入り口のトタン板が揺れる音で、私は現実に引き戻されました。アイゼンの指先を磨き始めて、どれくらい経ったでしょうか。崩れた天井の隙間から差し込む光は、もう夕暮れの鈍色に変わり始めています。
「マシロ。起きてるか?」
低く、少ししゃがれた声と共に現れたのは、一人の少年でした。煤けた頬に、継ぎ接ぎだらけの服。伸びかけの髪をかき上げながら、彼は足音を立てずにこちらへ歩いてきます。
「……テオ」
「また磨いてんのか。……そんなに大事なのか、そいつ」
彼は呆れたようにため息をつきました。テオ。背丈は私より頭一つ分低いけれど、その鋭い眼差しは、12歳という年齢よりもずっと大人びて見えます。一年前、ここで行き倒れていた私を見つけてくれた、命の恩人であり「共犯者」です。
他の村人たちは、私に近づこうとしません。
塔から落ちてきた「不吉な白い髪」。そして何より、背後に鎮座する鉄の巨像が、眠っていてもなお放つ「生物を拒絶する重圧」。

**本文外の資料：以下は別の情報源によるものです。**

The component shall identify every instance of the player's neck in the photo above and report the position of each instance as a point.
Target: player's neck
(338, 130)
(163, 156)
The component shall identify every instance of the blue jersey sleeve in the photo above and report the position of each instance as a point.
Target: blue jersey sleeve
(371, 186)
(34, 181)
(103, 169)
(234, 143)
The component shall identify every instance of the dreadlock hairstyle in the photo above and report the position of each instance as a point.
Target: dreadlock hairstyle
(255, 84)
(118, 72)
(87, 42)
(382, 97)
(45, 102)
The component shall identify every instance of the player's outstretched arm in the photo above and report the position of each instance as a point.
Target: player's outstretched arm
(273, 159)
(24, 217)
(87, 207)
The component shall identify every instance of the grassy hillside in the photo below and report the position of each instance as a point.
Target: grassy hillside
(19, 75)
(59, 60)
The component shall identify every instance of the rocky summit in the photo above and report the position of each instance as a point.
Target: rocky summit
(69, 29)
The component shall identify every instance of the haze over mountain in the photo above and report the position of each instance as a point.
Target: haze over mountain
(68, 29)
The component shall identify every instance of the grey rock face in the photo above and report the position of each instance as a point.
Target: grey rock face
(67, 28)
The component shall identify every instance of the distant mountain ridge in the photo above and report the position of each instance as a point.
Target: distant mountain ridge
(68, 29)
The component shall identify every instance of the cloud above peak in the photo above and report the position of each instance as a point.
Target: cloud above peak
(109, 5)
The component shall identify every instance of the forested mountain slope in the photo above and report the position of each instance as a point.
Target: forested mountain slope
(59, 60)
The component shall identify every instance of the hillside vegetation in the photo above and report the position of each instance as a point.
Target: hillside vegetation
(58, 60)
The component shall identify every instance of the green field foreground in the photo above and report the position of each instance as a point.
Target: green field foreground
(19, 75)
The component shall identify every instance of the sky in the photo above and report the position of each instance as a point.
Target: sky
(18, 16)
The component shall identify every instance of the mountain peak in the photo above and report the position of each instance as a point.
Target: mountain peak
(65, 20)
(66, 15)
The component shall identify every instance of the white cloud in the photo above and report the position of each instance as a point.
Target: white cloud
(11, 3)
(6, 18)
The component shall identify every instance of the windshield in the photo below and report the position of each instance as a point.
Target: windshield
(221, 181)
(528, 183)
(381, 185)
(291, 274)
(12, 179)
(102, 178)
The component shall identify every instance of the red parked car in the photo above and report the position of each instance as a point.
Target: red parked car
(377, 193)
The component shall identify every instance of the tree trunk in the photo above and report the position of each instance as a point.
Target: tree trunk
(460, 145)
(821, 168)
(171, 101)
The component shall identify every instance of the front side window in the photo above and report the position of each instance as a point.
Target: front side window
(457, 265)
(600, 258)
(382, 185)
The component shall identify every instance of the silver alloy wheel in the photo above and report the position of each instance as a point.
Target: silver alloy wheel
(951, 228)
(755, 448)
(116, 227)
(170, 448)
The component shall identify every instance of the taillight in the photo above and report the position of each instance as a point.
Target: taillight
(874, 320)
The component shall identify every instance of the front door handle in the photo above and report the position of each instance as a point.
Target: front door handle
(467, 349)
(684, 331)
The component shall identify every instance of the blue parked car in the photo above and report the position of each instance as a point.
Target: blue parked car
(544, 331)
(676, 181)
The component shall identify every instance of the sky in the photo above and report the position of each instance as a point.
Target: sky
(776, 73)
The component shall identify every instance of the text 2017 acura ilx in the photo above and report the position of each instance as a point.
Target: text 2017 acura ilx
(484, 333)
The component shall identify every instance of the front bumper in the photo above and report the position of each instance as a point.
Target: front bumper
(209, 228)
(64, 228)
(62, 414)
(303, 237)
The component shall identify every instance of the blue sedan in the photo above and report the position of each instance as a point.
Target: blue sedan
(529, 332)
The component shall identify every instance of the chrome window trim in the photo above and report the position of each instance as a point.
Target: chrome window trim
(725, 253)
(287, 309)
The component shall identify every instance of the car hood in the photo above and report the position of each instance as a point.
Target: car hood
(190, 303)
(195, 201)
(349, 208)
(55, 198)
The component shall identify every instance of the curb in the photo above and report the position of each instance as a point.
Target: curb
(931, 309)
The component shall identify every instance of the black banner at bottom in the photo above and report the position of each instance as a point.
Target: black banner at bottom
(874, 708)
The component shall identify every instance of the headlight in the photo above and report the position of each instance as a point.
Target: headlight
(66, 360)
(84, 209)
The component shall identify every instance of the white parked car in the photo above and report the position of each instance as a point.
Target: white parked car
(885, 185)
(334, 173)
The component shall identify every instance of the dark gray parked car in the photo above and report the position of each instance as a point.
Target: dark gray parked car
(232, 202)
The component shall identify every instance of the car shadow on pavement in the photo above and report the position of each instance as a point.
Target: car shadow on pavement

それらが、私をこの無法地帯で皮肉にも守る「結界」になっていました。
平気でこの結界をまたいでくるのは、テオくらいのものなのです。
「飽きたりしません。これは、大事な日課ですから」
「で、そのデカいの……まだ動かないのか?」
「……まだ、寝ているだけです」
私がむっとして言い返すと、テオは鼻を鳴らして笑いました。憎まれ口ばかり叩きますが、その瞳に悪意がないことを私は知っています。彼は懐から、油の染みた包みと、蓋つきの古びた缶を取り出しました。
「ほら、これ。今日は大収穫だ」
放るように渡された缶からは、湯気が立っています。蓋を開けると、薄いけれど温かい香りが漂ってきました。
「これ……スープ?」
「ああ。『豆のスープ』だ。親父が寝てる間にくすねてきた。……貴重なんだぞ、これ」
私は目を見開きました。この不毛な土地で、水気のある食事は宝石より貴重です。それを、私なんかに。
「いけません、テオ。これはあなたが食べなさい。育ち盛りなんですから」
「俺はもう済ませた。……それに」
彼は視線を逸らし、バツが悪そうに頭をかきます。
「そんなガリガリじゃ、そいつが目覚めた時に踏み潰されちまうぞ。……まあ、俺も人のこと言えねーけどさ」
ぶっきらぼうな優しさ。私は胸の奥がじんわりと温かくなるのを感じ、ありがたく缶を受け取りました。
「……ありがとうございます」
一口飲むと、塩気と豆の味が枯れた喉に染み渡ります。美味しい。砂の味じゃない、命の味がします。
ふと、スープを渡してくれた彼の手の甲に、赤黒い痣があるのに気づきました。殴られたような、新しい傷跡。
「テオ、その手……」
「……別に、マシロが喜ぶと思っただけだ。変な意味じゃねえから」
彼は舌打ちをして、パッと手を隠しました。
「ちょっとヘマしただけだ。親父に見つかりそうになって……慌てて逃げたら転んだ」
「でも……」
「平気だって。このくらい、いつものことだから」
彼は強がって笑いますが、痛くないはずがありません。私は、スープの温かさと引き換えに刻まれたその傷を見て、無意識に自分の胸元を握りしめました。
(……私が、無力だから)
もし、私に力があれば。この傷を治して、あの子に美味しいものをお腹いっぱい食べさせてあげられるのに。今の私にできるのは、彼が命懸けで運んでくれたスープを啜り、ただ生き延びることだけ。
「……ごめんなさい、テオ」
「だから、謝るなって。……俺が勝手にやってることだから」
テオは私の隣に座り込み、アイゼンの巨大な脚に背中を預けました。
その横顔は、少年というよりも、戦士の休息に近い疲労感を滲ませていました。
「いつか、こいつが動いたらさ。俺も乗せてくれよな」
「ふふ、そうですね。約束します」
この穏やかな灰色の日々が、ずっと続けばいい――その願いが鮮血の色で塗りつぶされることになるなんて、私はまだ知らなかったのです。